Jonathan Katz tears apart George Packer’s essay on a “new theory of American power”:
More importantly, who is “overdoing” what “retrenchment,” and where? The U.S. still operates at least 750 military bases in 81 countries and territories — on every continent except Antarctica — and those are just the ones we know about. At any given time, most of the U.S. Navy’s eleven active carrier strike groups are deployed without challenge across the Atlantic, Pacific, and often the Indian and Arctic Oceans, and the Mediterranean Sea. They patrol, largely at will, along with dozens of nuclear attack and other submarines, bombers, and drones, available for scattering at any given moment to almost any point of the globe.
If the U.S. retrenched half as much as defenders of the status quo have claimed it has over the last twenty years, our foreign policy might start to become somewhat sane. Instead, the U.S. repeatedly expands its commitments and involvement and then settles in for what becomes the new normal. That then becomes the new baseline for comparison, and anything less than that newly-expanded role is rejected as “turning inwards.”
Packer says in his essay that “[w]e overdo our foreign crusades, and then we overdo our retrenchments,” but as I noted in my own response a few weeks ago there has been virtually no retrenchment to speak of. If it means anything, retrenchment would require the U.S. to have fewer security commitments today than it did in the last few decades and it would require the U.S. to spend significantly less on its military than it has during that same period. The costs of U.S. foreign policy should be noticeably lower if there had been any retrenchment, but they are not.
As a matter of fact, the U.S. today has more commitments than it had ten, twenty, or thirty years ago, and its military spending is higher in real terms than at almost any point in U.S. history. We have not “overdone” any retrenchments in the twenty-first century, and I would argue that we have not seriously attempted to retrench at all. I sometimes wonder if we would even know how to do it if we finally decided to try. There have been enough generations of Americans that have grown up with the empire that we have all become used to it, whether we approve of it or not.
As Katz points out, the U.S. is anything but an “ordinary country.” It is an “ordinary empire” with all that this entails. An ordinary country would not embark on the foreign crusades in the first place.
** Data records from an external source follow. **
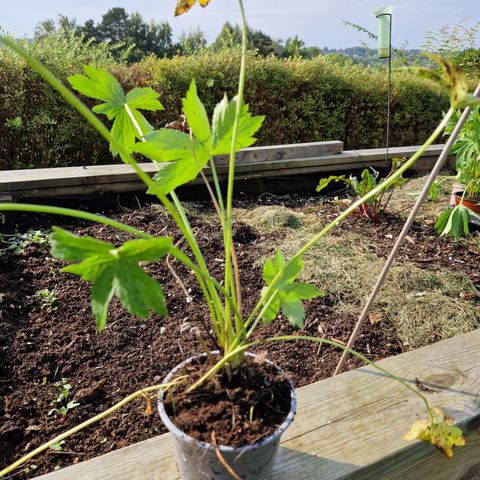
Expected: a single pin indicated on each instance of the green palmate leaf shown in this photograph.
(324, 182)
(102, 85)
(455, 221)
(66, 246)
(114, 271)
(288, 296)
(196, 116)
(168, 145)
(223, 123)
(189, 155)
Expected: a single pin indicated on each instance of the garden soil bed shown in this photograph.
(41, 346)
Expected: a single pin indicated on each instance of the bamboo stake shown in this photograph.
(406, 227)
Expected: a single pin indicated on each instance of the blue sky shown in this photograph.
(317, 22)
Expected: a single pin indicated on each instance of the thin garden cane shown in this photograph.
(401, 237)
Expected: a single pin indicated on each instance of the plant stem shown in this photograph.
(289, 338)
(69, 212)
(382, 186)
(211, 295)
(87, 423)
(399, 241)
(231, 174)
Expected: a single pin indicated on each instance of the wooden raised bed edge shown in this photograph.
(349, 427)
(321, 158)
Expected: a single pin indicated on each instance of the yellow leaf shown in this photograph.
(183, 6)
(456, 80)
(440, 432)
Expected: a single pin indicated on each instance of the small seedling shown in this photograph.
(61, 404)
(369, 181)
(436, 191)
(48, 299)
(58, 447)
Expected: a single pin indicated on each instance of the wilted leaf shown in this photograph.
(454, 80)
(183, 6)
(440, 432)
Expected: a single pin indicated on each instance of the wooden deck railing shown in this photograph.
(349, 427)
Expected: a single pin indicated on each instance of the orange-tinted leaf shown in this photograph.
(456, 81)
(440, 432)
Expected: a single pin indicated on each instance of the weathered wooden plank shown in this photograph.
(350, 427)
(70, 181)
(284, 152)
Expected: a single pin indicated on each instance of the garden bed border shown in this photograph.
(349, 427)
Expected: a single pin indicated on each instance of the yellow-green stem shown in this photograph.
(289, 338)
(258, 309)
(231, 176)
(87, 423)
(211, 295)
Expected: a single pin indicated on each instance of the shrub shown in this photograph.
(304, 101)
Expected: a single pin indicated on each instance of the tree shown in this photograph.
(263, 44)
(114, 25)
(135, 37)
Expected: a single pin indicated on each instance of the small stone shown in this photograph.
(185, 327)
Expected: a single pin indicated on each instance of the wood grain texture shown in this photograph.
(349, 427)
(295, 160)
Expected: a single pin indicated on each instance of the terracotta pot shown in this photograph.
(199, 461)
(473, 205)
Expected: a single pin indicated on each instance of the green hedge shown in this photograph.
(303, 100)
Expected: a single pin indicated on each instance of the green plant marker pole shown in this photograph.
(384, 50)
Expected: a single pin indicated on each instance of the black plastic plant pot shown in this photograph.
(200, 461)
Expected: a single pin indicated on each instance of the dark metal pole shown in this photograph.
(389, 93)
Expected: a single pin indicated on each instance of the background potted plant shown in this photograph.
(456, 221)
(119, 271)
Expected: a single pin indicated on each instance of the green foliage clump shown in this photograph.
(304, 101)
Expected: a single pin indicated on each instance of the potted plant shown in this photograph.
(456, 221)
(196, 389)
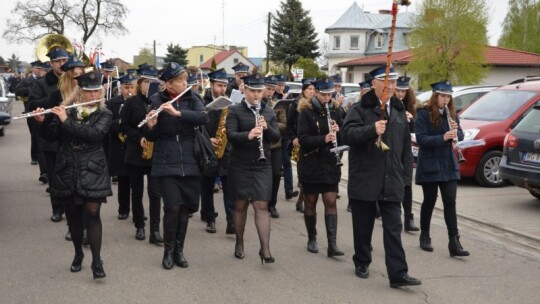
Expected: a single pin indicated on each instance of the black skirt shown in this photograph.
(316, 188)
(250, 181)
(180, 191)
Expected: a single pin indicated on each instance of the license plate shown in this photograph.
(532, 157)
An ordinary country would have no desire to attack countries on the far side of the world, and it would not possess the means to project power all around the globe in any case. It would not possess an empire of bases, nor would it have dozens of security dependents scattered across multiple continents. It would have no need to retrench, because it would not have expanded its reach so far. There would be no need to restrain the ambitions of an ordinary country, because those ambitions would not be so excessive.
Packer doesn’t really want America to be an “ordinary country” as anyone else would understand it. He would like to redefine being an “ordinary country” to include all of the world-spanning responsibilities that the U.S. currently has. His “Goldilocks” solution is to have just the “right” amount of empire, and he attacks restrainers because they favor relatively less meddling than he would prefer. What he proposes is not really a “fine balance” at all, but only slightly less overreach. There is nothing new about that, and it sets the U.S. up for more of the same failures that have done so much harm.